Yes, and I will give you two reasons, my man. A bit of Chris LXXIX '*Extreme Wisdom*' combined with a kinda old good Chinese wise view of once 

1) Two freezers are *always *better than one. Those that say the opposite are lying.

2) Buying a new freezer, obviously you throw 'fresh cash' in the market, thus helping the economy, even if only a little. Bucks are made for being throwed outside the window, after all, plus we doesn't want to end like those old Scrooges that lived a life of savings then, when their filthy socks turns 'off', at not even the funeral there's already an helluva of relatives that, like badass vultures in Arizona, seeks for - not spended before by the old good dear dead - bucks

Reactions: Funny 2


----------



## Najakeeper (Dec 11, 2017)

I kept my rodents with my other frozen food until I got married, had no issues for years. Once, you get married, there are other complications, which made me buy a freezer.

Reactions: Funny 2


----------



## CWilson1351 (Dec 11, 2017)

I keep or have kept rats, mice, and even chicks in the freezer near the food my family eats.
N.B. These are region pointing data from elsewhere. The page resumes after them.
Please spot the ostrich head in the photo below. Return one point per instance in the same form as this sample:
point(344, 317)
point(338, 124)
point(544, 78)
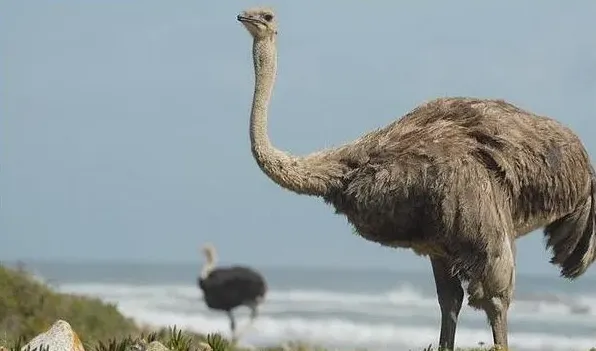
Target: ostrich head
point(260, 22)
point(209, 253)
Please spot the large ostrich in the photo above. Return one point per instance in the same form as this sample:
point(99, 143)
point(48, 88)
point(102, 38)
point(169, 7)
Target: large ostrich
point(456, 179)
point(225, 288)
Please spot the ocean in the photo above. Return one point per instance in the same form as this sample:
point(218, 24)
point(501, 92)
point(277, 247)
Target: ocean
point(339, 309)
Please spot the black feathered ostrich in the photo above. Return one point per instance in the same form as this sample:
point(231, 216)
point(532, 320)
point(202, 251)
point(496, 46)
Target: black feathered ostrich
point(225, 288)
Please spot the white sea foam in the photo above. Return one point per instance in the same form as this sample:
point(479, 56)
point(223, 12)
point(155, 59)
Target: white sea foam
point(387, 320)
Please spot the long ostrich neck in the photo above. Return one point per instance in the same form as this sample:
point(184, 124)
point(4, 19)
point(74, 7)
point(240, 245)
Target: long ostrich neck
point(314, 174)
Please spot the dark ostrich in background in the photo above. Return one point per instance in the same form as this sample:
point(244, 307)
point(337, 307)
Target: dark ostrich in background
point(225, 288)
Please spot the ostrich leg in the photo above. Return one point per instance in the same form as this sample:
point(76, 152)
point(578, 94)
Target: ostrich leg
point(450, 295)
point(232, 325)
point(494, 292)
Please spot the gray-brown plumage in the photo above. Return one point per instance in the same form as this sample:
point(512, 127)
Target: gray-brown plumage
point(457, 179)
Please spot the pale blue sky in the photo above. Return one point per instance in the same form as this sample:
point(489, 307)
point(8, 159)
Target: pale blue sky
point(124, 124)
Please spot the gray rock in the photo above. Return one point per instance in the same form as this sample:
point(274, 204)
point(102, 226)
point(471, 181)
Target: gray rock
point(156, 346)
point(60, 337)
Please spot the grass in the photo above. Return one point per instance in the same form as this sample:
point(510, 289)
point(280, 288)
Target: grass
point(29, 307)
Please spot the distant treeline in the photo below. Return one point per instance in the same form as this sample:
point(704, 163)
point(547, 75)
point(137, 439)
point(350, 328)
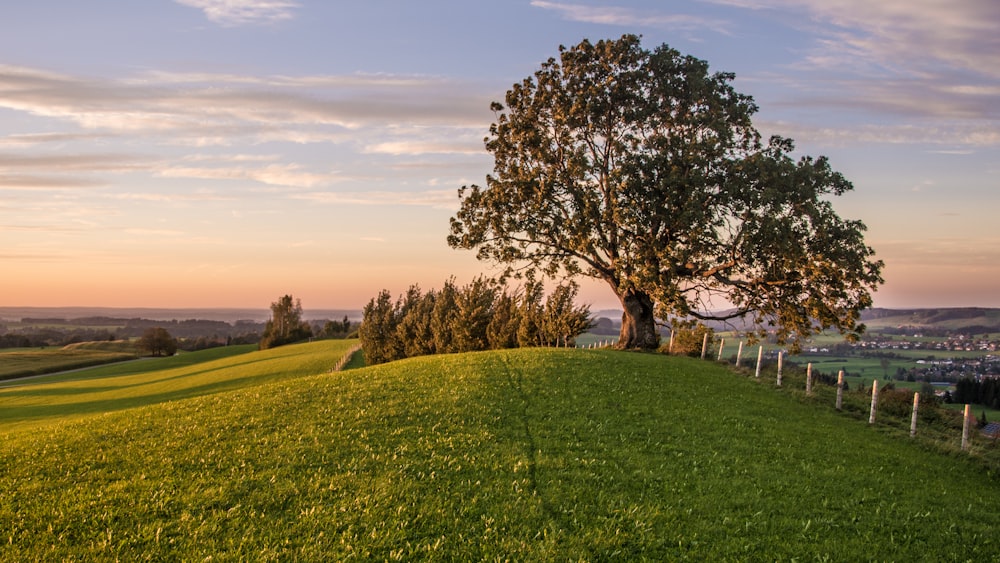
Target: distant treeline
point(191, 334)
point(483, 315)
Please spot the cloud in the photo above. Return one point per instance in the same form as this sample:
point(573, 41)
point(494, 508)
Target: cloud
point(438, 199)
point(289, 175)
point(970, 134)
point(210, 109)
point(934, 63)
point(628, 17)
point(27, 182)
point(232, 13)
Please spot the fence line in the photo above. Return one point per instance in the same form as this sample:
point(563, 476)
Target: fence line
point(967, 416)
point(343, 361)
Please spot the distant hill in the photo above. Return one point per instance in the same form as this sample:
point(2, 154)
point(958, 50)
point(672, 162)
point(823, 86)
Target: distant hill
point(526, 455)
point(961, 319)
point(229, 315)
point(965, 319)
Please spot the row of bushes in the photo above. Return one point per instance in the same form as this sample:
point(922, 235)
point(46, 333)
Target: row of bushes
point(483, 315)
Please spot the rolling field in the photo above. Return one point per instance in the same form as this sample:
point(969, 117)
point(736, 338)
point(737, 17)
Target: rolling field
point(156, 380)
point(21, 362)
point(530, 455)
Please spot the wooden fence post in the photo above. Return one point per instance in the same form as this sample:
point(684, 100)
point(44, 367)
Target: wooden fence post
point(871, 417)
point(781, 356)
point(965, 427)
point(840, 389)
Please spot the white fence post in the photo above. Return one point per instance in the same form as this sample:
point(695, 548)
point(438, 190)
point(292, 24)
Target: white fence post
point(871, 417)
point(965, 427)
point(781, 357)
point(840, 389)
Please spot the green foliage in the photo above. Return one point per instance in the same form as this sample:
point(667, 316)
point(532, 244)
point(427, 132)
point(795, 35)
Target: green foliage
point(689, 337)
point(286, 325)
point(643, 169)
point(156, 341)
point(482, 315)
point(527, 455)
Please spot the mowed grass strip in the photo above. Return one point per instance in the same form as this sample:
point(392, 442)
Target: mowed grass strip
point(528, 455)
point(28, 362)
point(149, 381)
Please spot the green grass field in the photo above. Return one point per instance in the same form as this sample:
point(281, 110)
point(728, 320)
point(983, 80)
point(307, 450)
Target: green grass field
point(156, 380)
point(528, 455)
point(21, 362)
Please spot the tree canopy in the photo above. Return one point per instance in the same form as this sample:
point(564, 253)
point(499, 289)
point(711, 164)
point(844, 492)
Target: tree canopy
point(158, 342)
point(483, 315)
point(286, 324)
point(643, 169)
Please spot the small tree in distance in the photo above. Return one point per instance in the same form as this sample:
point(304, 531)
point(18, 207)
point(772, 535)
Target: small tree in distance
point(286, 324)
point(157, 342)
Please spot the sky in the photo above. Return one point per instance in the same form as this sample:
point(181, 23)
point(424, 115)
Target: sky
point(223, 153)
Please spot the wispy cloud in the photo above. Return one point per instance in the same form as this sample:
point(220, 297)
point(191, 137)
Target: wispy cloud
point(289, 175)
point(206, 106)
point(242, 12)
point(935, 63)
point(631, 17)
point(439, 199)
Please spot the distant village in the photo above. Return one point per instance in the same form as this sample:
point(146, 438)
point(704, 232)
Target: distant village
point(948, 359)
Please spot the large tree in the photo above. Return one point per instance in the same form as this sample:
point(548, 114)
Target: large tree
point(643, 169)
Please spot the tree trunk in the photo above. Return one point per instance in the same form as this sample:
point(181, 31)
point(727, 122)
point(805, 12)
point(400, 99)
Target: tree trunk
point(638, 323)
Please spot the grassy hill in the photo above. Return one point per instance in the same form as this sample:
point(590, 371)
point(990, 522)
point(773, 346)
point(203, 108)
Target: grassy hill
point(530, 455)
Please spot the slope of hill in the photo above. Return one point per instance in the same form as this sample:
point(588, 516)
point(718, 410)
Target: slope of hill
point(151, 381)
point(515, 455)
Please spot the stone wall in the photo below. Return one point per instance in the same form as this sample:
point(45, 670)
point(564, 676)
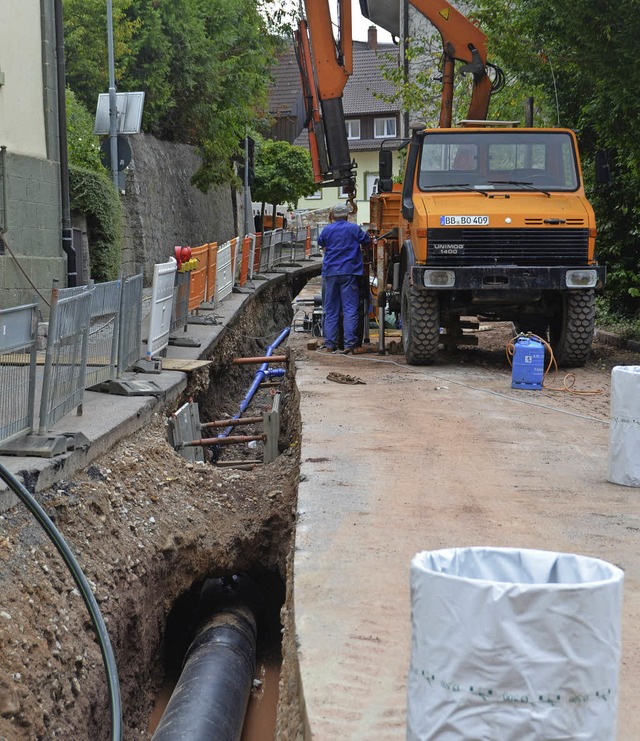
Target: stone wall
point(162, 209)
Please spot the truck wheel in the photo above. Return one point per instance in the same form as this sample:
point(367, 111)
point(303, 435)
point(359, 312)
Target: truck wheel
point(420, 324)
point(572, 333)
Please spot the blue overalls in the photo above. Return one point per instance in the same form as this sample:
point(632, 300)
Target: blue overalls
point(342, 267)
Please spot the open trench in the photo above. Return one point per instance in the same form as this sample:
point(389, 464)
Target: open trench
point(152, 532)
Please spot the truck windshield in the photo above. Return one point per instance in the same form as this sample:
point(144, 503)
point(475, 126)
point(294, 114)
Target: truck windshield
point(498, 160)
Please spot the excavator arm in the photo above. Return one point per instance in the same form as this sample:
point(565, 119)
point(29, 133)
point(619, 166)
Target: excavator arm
point(325, 66)
point(462, 41)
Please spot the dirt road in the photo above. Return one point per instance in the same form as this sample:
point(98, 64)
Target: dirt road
point(425, 458)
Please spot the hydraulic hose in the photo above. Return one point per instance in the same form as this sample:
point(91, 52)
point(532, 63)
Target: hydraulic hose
point(263, 372)
point(85, 590)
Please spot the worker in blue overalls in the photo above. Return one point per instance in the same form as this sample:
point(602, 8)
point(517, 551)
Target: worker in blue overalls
point(342, 270)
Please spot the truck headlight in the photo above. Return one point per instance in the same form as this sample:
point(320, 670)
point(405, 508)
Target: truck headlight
point(439, 278)
point(581, 278)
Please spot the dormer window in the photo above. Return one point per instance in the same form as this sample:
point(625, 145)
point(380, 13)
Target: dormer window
point(384, 128)
point(353, 128)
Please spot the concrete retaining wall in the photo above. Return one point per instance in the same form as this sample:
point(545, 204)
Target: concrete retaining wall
point(162, 209)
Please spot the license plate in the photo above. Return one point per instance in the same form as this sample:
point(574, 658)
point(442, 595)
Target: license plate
point(464, 220)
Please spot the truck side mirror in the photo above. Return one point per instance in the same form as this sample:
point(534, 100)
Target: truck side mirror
point(603, 168)
point(385, 171)
point(385, 164)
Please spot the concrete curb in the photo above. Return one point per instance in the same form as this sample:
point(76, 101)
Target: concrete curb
point(107, 418)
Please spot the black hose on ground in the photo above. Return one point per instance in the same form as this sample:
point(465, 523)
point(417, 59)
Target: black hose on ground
point(210, 700)
point(85, 590)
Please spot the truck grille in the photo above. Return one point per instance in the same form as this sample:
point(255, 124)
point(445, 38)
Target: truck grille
point(507, 246)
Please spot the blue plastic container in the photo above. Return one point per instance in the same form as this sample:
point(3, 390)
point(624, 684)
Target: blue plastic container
point(527, 368)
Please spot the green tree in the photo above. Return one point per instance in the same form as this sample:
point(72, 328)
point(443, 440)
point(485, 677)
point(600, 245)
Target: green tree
point(283, 174)
point(83, 146)
point(583, 54)
point(85, 46)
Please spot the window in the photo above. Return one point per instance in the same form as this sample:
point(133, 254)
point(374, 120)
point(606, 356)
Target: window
point(370, 180)
point(353, 128)
point(490, 160)
point(384, 128)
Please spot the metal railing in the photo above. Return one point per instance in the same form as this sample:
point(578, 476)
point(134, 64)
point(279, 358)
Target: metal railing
point(18, 340)
point(102, 350)
point(65, 365)
point(95, 331)
point(130, 334)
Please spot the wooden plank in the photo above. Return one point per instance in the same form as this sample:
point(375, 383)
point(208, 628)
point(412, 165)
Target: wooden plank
point(184, 365)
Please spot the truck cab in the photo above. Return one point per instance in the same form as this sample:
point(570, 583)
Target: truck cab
point(495, 222)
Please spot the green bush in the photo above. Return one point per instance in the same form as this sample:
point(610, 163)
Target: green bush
point(92, 192)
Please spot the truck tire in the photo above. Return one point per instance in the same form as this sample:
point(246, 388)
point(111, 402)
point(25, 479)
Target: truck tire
point(420, 324)
point(572, 333)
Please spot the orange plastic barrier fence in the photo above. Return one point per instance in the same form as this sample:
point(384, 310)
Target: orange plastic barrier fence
point(198, 277)
point(246, 253)
point(211, 271)
point(234, 244)
point(256, 254)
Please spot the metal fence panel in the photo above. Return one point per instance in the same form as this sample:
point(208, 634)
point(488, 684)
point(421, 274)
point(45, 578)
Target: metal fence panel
point(130, 334)
point(18, 336)
point(180, 310)
point(265, 252)
point(224, 275)
point(198, 281)
point(66, 355)
point(102, 352)
point(212, 266)
point(161, 303)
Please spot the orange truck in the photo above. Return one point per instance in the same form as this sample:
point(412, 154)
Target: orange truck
point(490, 220)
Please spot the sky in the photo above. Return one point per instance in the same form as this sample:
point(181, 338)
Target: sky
point(360, 23)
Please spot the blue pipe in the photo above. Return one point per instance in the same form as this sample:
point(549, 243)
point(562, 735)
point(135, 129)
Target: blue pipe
point(263, 372)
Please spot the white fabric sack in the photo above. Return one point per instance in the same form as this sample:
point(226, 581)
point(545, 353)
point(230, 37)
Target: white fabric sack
point(624, 432)
point(513, 645)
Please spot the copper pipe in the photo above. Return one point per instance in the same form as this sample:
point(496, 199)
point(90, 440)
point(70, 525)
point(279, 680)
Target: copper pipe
point(230, 440)
point(253, 361)
point(233, 422)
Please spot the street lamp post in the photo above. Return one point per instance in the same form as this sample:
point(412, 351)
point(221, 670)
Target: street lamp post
point(113, 109)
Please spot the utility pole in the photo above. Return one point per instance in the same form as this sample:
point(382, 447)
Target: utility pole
point(113, 108)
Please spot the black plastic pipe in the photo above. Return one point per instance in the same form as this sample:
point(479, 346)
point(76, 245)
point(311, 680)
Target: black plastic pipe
point(84, 588)
point(210, 700)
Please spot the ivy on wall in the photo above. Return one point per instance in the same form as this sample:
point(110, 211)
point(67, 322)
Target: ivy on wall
point(92, 192)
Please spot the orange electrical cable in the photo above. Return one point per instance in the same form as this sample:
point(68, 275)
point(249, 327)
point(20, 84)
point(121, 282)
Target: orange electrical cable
point(569, 379)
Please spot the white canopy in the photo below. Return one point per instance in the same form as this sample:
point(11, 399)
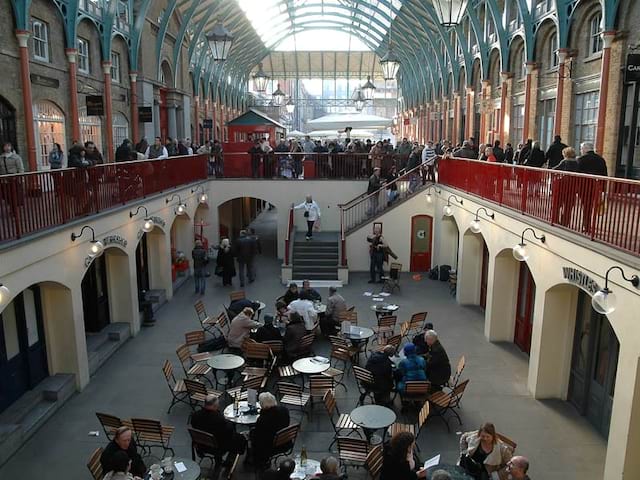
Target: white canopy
point(339, 121)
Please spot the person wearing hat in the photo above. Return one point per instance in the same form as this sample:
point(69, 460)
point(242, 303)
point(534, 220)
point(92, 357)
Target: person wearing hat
point(268, 332)
point(411, 368)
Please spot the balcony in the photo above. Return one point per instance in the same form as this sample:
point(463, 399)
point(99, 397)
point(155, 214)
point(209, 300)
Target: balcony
point(38, 201)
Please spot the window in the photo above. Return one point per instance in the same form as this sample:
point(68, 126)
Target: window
point(595, 40)
point(586, 117)
point(40, 40)
point(115, 67)
point(83, 55)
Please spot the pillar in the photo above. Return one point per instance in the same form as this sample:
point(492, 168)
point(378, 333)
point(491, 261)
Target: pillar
point(607, 39)
point(529, 66)
point(135, 122)
point(72, 54)
point(27, 99)
point(108, 113)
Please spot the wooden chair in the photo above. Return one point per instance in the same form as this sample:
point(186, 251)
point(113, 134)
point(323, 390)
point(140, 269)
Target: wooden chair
point(352, 452)
point(365, 381)
point(176, 387)
point(409, 427)
point(94, 465)
point(284, 441)
point(293, 394)
point(392, 281)
point(343, 422)
point(152, 434)
point(204, 445)
point(442, 403)
point(191, 368)
point(374, 462)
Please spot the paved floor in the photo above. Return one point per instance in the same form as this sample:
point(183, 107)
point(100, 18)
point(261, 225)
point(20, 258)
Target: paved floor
point(560, 443)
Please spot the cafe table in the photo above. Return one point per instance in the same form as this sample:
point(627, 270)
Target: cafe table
point(227, 362)
point(371, 418)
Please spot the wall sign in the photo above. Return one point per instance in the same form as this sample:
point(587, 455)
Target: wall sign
point(632, 69)
point(581, 279)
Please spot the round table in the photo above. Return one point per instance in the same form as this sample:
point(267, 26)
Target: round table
point(372, 418)
point(242, 418)
point(310, 366)
point(455, 472)
point(227, 362)
point(308, 471)
point(192, 471)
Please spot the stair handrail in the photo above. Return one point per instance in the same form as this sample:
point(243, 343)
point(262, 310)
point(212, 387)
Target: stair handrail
point(287, 240)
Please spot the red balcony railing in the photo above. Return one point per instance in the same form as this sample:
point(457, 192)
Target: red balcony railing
point(32, 202)
point(603, 209)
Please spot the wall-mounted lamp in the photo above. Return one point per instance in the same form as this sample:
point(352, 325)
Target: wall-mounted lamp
point(520, 250)
point(475, 223)
point(181, 209)
point(604, 301)
point(447, 210)
point(148, 223)
point(5, 294)
point(203, 197)
point(429, 196)
point(95, 246)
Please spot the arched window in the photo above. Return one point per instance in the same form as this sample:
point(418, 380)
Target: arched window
point(50, 128)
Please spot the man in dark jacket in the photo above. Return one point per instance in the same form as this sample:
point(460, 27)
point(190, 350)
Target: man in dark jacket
point(438, 365)
point(209, 419)
point(123, 442)
point(554, 152)
point(380, 366)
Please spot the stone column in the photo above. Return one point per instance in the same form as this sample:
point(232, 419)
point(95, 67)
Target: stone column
point(135, 122)
point(27, 99)
point(607, 39)
point(72, 54)
point(108, 113)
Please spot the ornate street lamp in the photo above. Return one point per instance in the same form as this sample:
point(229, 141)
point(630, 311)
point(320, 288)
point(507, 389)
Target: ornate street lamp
point(368, 89)
point(278, 97)
point(450, 12)
point(220, 40)
point(260, 80)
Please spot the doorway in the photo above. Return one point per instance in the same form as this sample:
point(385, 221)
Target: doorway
point(421, 234)
point(524, 309)
point(23, 354)
point(95, 296)
point(594, 365)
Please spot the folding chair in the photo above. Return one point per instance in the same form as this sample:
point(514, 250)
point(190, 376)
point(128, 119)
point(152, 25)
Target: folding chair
point(392, 281)
point(152, 434)
point(94, 465)
point(443, 403)
point(344, 419)
point(176, 387)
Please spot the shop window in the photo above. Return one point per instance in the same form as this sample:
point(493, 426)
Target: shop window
point(83, 56)
point(40, 32)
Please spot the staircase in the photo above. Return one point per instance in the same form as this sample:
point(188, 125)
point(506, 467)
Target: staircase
point(316, 259)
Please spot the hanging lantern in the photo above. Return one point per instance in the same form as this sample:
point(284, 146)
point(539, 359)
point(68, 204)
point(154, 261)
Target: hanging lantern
point(390, 65)
point(220, 40)
point(260, 80)
point(450, 12)
point(278, 97)
point(368, 89)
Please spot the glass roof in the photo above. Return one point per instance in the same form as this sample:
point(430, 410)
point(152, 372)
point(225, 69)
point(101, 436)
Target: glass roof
point(287, 25)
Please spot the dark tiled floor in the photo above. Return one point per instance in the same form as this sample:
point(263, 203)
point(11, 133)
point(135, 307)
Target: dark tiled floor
point(560, 443)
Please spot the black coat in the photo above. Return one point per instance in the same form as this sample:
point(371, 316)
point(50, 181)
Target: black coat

As stated above, keep it contained and sealed separately, don't handle your food immediately after handling the mice, and wash your hands after touching the container. You should be fine.


----------



## silverhaze269 (Dec 11, 2017)

We keep ours in with our food, in double or triple ziplocks, and have had no issues...like others have said, the only issues come when someone goes in the freezer and unexpectedly finds them


----------



## Deb60 (Dec 11, 2017)

silverhaze269 said:


> We keep ours in with our food, in double or triple ziplocks, and have had no issues...like others have said, the only issues come when someone goes in the freezer and unexpectedly finds them


Yep it makes me cringe when I go in my daughters freezer ! Bugs don’t bother me but frozen rodents no . That Beening said I never likes Crickets , locust , and roaches , but having my Ts and Bearded Dragon I’m not bothered by them now .


----------